ROZA LUKSEMBURG = "Eu sou e quero permanecer idealista!" =

<><> No fim do Século XIX - começo do Século XX, houve um tempo de grandes transformações políticas, que influenciaram -- e continua influenciando nossa história. Idéias humanísticas que nasceram das cabeças de pessoas esclarecidas do Século XIX, que frequentemente eram distorcidas sobre seus objetivos -- e, assim, nasceram os hitleristas, stalinistas e muralhas -- físicas e mentais...
"A palavra "socialismo" e "democracia" podem estar juntas e complementar uma à outra? Não somente podem, como devem!" -- dizia Roza Luksemburg (no Brasil, chamavam Rosa de Luxemburgo) escritora e jornalista brilhante, entusiasta política que detestava qualquer espécie de dogma, pacifista e internacionalista, clamante pelo fim da pena de morte. E era enciclopedicamente uma simples pessoa esclarecida.
Depois do fracasso das grandes ideologias do Século XX, suas idéias originais permitem ter na vida a esperança de um socialismo democrático. Rosa foi teorista do marxismo sem governo e seu martírio fez-se sua legenda.
Rosa nasceu em 05 de março de 1871, em Zamosc, cidade polonesa (então parte da Rússia Imperial) em uma família de comerciantes
judeus bem integrados. Em sua juventude, Rosa estudou em um ginásio para moças em Varsóvia, mas para não ser presa por suas ligações com grupos revolucionários, teve que fugir para a Suiça. Na Universidade de Zurique, recebeu o diploma de doutoranda em Economia Política. Aí, ela encontrou-se com um conhecido -- judeu lituano, Leo . Jogiches. Em 1893 criaram juntos o Partido Socialista da Polônia e Lituania, cuja atividade reuniu trabalhadores russos e poloneses com o fim de destruir o czarismo. No mesmo ano, ela foi delegada da Polônia para o terceiro congresso da Segunda Internacional(1), onde ela não hezitou em contradizer Friedrich Engels(2)sobre uma pergunta pela independência da Polônia. Ela lutou por esse ideal durante toda a sua vida e condenou os perigos do nacionalismo e chovinismo. Em sua opinião, o proletariado de todos os países deveriam ter o mesmo objetivo: abolição do sistema capitalista.
Em 1898 tornou-se cidadã alemã e se alistou no Partido Social Democrático (SPD, em alemão) que, na época, era o maior partido socialista da Europa. Rosa representou a Esquerda, criticando o lado reformista, apoiado por Eduard Bernstein (3). Ela não foi contra conduzir mais reformas na economia capitalista, mas em sua opinião era que se o movimento trabalhista ocupasse somente esse assunto, então ele não mais quereria mudar seus fundamentos e superar o capitalismo. Ao contrário, ela desenvolveria sua teoria original baseada sobre a revolução espontânea do proletariado. Rosa aceitou a necessidade de uma revolução -- único caminho para o socialismo, iniciado pela classe trabalhadora -- e abandonou a idéia de uma atuação direta do partido. Não acreditava que a vanguarda esclarecida do partido deveria dirigir essa revolução.Depois da postura ditatorial do partido único na União Soviética, ela transformou-se em sua ardorosa crítica. Todavia, ela não foi anarquista, permanecendo marxista. Acreditava que o partido não deveria organizar a revolução -- deveria somente indicar o caminho e por isso ela se diferenciava muito de Lenine.

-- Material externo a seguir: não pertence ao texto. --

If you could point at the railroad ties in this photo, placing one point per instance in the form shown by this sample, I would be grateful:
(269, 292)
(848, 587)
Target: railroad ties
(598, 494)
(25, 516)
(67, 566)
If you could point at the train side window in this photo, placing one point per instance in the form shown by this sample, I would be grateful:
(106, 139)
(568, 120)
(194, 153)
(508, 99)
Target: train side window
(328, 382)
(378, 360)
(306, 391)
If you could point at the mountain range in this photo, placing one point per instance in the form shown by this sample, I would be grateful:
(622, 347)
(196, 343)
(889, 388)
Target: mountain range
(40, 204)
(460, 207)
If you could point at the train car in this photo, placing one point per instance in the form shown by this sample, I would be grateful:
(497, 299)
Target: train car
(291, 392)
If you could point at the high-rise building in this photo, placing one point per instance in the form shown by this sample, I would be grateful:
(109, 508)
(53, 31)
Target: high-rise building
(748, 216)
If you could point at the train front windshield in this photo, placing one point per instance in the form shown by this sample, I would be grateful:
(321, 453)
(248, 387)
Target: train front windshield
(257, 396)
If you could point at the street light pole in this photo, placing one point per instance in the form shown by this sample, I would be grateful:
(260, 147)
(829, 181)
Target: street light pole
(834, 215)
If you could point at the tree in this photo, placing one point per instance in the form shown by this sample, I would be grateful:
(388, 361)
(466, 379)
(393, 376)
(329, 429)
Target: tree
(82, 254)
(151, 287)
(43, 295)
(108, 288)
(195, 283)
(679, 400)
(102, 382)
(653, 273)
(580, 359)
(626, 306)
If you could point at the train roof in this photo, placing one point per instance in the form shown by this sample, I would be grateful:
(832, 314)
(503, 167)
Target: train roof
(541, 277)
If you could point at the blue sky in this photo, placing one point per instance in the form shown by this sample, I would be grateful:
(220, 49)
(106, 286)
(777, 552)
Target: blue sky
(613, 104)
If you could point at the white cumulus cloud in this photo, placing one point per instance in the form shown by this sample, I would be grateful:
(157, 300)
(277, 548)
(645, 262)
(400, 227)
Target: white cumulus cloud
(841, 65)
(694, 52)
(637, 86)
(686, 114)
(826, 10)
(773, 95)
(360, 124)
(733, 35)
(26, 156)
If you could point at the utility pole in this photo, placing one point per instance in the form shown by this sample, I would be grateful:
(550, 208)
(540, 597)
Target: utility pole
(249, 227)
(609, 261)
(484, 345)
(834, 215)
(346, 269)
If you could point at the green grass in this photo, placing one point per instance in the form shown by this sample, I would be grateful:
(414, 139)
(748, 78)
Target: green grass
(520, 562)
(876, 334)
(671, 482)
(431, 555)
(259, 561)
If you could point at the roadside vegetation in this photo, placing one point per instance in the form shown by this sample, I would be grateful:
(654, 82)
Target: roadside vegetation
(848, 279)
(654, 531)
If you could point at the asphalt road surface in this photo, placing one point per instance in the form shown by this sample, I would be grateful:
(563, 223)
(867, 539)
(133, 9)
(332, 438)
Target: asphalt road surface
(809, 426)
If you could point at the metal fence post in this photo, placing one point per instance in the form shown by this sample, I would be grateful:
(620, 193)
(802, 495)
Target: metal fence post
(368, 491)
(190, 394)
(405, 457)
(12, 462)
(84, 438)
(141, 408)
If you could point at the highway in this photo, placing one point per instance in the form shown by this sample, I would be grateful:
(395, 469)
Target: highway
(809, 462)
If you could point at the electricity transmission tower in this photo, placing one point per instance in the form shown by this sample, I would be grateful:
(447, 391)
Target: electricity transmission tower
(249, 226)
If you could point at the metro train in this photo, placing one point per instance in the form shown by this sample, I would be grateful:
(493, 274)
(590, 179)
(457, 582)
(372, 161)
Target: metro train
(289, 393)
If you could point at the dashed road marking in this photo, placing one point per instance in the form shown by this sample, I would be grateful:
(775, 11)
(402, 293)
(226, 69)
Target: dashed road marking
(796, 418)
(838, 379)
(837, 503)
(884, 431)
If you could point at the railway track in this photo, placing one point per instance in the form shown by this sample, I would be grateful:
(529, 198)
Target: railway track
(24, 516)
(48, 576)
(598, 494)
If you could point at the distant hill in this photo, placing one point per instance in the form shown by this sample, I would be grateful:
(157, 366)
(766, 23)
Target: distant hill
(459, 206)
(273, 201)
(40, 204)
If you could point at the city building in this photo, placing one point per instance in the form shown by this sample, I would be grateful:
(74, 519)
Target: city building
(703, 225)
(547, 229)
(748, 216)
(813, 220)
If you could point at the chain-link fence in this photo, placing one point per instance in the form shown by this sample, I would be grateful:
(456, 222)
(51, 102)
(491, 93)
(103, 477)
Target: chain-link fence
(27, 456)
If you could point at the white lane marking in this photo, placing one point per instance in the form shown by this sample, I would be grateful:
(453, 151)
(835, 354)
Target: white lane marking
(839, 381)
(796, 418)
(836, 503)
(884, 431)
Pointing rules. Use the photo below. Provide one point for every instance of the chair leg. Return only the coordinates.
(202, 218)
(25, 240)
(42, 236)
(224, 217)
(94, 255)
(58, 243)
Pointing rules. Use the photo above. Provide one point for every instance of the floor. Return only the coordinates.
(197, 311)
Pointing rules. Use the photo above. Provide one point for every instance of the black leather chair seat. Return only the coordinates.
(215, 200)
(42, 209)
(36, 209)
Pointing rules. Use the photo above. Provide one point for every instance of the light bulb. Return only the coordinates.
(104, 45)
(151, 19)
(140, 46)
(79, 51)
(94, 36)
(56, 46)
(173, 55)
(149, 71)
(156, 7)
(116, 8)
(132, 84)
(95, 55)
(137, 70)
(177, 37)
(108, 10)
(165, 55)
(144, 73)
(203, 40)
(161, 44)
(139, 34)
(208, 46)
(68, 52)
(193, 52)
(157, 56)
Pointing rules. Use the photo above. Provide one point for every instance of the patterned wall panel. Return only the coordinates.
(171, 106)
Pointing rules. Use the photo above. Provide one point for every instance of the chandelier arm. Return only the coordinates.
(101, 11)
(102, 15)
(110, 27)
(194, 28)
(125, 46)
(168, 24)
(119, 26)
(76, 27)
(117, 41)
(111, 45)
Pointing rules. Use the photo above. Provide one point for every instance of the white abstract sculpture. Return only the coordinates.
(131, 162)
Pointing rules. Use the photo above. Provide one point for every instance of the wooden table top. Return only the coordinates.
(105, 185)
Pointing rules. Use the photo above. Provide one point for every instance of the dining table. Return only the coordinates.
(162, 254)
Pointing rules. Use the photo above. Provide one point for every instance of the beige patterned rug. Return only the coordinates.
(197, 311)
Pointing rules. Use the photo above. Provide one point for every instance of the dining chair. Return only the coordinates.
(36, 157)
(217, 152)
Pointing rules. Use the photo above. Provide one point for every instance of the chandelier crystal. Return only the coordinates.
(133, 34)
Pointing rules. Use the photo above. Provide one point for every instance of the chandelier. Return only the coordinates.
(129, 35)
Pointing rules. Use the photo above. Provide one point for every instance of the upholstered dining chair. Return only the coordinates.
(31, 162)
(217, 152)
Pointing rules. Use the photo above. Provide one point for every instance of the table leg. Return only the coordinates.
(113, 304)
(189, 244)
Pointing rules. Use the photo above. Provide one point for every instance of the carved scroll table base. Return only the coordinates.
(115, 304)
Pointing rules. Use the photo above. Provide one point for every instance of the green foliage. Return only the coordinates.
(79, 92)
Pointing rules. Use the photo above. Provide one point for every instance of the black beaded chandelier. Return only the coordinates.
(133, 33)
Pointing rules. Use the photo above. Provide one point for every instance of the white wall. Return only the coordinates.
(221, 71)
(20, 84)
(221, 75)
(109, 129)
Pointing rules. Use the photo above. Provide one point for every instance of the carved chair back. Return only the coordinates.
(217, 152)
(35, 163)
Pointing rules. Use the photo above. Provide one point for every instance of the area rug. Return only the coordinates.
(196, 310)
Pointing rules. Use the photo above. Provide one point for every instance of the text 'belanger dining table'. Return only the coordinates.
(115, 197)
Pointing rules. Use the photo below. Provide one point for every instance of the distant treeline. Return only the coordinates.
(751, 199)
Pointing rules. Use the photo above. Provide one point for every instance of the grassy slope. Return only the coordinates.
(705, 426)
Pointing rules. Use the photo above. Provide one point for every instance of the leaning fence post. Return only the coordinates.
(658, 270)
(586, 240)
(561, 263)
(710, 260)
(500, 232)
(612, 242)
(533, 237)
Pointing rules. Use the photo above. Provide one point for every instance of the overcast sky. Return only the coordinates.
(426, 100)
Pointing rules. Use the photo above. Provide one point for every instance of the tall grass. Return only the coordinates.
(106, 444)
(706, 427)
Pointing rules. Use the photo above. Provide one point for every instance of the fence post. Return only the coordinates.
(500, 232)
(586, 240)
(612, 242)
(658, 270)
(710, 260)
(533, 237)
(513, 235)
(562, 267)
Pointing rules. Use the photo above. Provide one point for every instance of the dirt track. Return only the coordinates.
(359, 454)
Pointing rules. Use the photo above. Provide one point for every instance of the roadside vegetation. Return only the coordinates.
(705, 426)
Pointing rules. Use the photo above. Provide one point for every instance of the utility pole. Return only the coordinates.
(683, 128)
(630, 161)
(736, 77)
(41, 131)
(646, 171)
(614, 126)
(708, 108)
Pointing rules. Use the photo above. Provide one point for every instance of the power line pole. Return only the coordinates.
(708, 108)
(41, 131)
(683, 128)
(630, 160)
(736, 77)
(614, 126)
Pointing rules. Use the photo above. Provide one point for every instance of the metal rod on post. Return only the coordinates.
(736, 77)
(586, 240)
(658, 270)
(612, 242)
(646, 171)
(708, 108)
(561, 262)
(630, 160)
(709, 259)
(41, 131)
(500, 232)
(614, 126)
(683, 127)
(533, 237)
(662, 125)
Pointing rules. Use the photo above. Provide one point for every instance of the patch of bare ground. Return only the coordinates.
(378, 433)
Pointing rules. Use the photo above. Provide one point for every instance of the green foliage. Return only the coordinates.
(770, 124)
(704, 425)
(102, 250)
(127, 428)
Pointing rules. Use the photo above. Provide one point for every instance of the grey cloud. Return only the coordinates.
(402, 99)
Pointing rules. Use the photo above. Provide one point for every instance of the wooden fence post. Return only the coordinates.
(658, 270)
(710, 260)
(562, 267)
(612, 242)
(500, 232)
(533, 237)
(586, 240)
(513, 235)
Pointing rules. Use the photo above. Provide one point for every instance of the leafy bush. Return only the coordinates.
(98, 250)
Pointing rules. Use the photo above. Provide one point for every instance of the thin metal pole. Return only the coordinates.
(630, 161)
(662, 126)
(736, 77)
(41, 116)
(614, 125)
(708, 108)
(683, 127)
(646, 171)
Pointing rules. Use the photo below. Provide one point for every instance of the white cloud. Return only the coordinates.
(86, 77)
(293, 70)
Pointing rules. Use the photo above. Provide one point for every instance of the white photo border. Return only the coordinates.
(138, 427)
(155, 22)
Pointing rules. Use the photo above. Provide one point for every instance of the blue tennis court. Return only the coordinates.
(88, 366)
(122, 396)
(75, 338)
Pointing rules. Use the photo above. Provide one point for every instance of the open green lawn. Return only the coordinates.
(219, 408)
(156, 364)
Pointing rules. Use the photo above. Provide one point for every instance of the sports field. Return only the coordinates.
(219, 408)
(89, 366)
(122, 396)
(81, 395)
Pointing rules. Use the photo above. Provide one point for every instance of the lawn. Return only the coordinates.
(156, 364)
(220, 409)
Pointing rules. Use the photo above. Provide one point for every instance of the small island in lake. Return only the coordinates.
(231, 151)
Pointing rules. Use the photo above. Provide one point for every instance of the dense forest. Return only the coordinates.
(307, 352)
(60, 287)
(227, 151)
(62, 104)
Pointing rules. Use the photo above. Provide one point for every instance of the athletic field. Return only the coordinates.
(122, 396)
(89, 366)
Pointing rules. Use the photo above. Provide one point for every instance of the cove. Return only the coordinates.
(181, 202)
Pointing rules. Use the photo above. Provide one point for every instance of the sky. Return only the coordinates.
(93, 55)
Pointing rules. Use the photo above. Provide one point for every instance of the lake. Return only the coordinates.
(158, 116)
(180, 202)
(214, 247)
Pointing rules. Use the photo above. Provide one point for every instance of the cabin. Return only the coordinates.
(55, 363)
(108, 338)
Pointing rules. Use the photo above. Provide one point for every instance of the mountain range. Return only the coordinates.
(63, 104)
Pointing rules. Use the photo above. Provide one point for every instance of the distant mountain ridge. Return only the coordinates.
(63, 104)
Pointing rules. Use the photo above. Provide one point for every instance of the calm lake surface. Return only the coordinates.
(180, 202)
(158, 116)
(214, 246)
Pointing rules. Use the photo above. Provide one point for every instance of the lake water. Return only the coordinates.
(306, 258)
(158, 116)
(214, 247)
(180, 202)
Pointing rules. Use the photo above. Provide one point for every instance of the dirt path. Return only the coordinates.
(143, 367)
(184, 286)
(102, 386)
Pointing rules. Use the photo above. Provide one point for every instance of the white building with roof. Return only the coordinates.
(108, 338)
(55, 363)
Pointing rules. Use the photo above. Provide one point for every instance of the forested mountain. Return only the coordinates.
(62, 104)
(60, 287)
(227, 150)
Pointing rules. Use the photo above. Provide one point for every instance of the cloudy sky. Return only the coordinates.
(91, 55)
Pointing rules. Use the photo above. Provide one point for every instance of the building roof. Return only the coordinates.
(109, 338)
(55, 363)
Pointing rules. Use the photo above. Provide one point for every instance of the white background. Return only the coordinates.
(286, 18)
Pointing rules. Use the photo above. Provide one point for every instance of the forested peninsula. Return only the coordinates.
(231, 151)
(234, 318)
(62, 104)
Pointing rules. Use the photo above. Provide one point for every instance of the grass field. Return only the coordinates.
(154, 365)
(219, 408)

Rosa Luxenburgo participou da revolução russa de 1905, foi presa, depois libertada graças à intervenção dos dirigentes socialistas alemães. Voltando à Alemanha, ela se tornou professora de economia na escola de SPD, mas ficou isolada dentro do Partido. O Partido queria integrar a classe trabalhadora na sociedade capitalista, e os deputados socialistas alemães (em 1912, eles tornaram o partido mais forte da Alemanha)votaram a favor de despesas militares, em 1914, o que originou o caminho para a Primeira Guerra Mundial. Em 1914 quando a maioria dos dirigentes socialistas aprovaram o fortalecimento das forças militares, Roza Luksemburg e Karl Liebknecht (libknerr´t) (4) ficaram do lado pacífico do SPD. No Segundo Congresso Internacional , em Stuttigart, ela chegou a propor uma resolução que unisse os trabalhadores de todos os países para evitar a guerra. No mesmo ano, ela organizou manifestações contra guerras e clamou pela desobediência civil contra as auroridades, enquanto que os representantes do SPD votavam pelo acordo com as autoridades, garantindo que não fariam greve durante a guerra...
Rosa foi presa como "incentivadora à desobediência civil" e encarcerada entre os anos 1915 e 1918.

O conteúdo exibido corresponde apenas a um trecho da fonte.